New retainers such as those have helped make the 2020 election cycle an extremely pricey one for Trump’s and the RNC’s legal expense budget. Together, the campaign and the national party have spent about $19 million on legal services since last year—nearly half of their total legal spending since Trump first declared his presidential candidacy in 2015. Of the top 10 months for the campaign and the RNC in terms of legal expenses, eight have come in 2019 and 2020, according to Federal Election Commission records.

The vote-by-mail lawsuits represent just one chunk of those expenditures. Trump’s re-election apparatus is going after Trump’s critics and political adversaries through a host of legal avenues. That’s resulted in a number of new names on the lists of expenditures it regularly discloses to the Federal Election Commission.

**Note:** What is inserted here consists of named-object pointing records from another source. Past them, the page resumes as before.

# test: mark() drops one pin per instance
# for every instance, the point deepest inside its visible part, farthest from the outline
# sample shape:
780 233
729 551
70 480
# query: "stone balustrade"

For the first time last month, for instance, the Trump campaign reported payments to the D.C. law firm Husch Blackwell, Federal Election Commission records show. Court records indicate that that firm is representing the Trump campaign in a lawsuit against a Wisconsin television station, which the campaign alleges participated in a defamation campaign against Trump by airing an ad from Priorities USA, a Democratic super PAC, attacking the president over his administration’s response to the coronavirus.

Husch Blackwell has some notable points of intersection with the Trump administration itself. A former partner at the firm, Mark Grider, joined the White House counsel’s office last year. In 2017, Trump nominated another former Husch Blackwell partner, Jeff Jensen, to be the U.S. Attorney for the Eastern District of Missouri. Jensen led the internal Justice Department review that led to the dismissal of charges against former Trump National Security Adviser Michael Flynn this month.

Outside of Trump’s official re-election apparatus, his largest independent supporters are also bringing on new legal muscle. America First Action, the president’s “official” super PAC, spent more than $1.2 million on legal expenses in April, representing more than half of all of its operating expenses that month.

More than a quarter million dollars of those expenses went towards a new attorney on the group’s payroll, Dallas criminal defense lawyer Daniel Hagood, FEC records show. Precisely what services Hagood is providing to the group was not immediately clear. It’s also not known what the firm Mololamken LLP is doing for America First. The super PAC paid that firm for the first time in April as well, steering it nearly $200,000.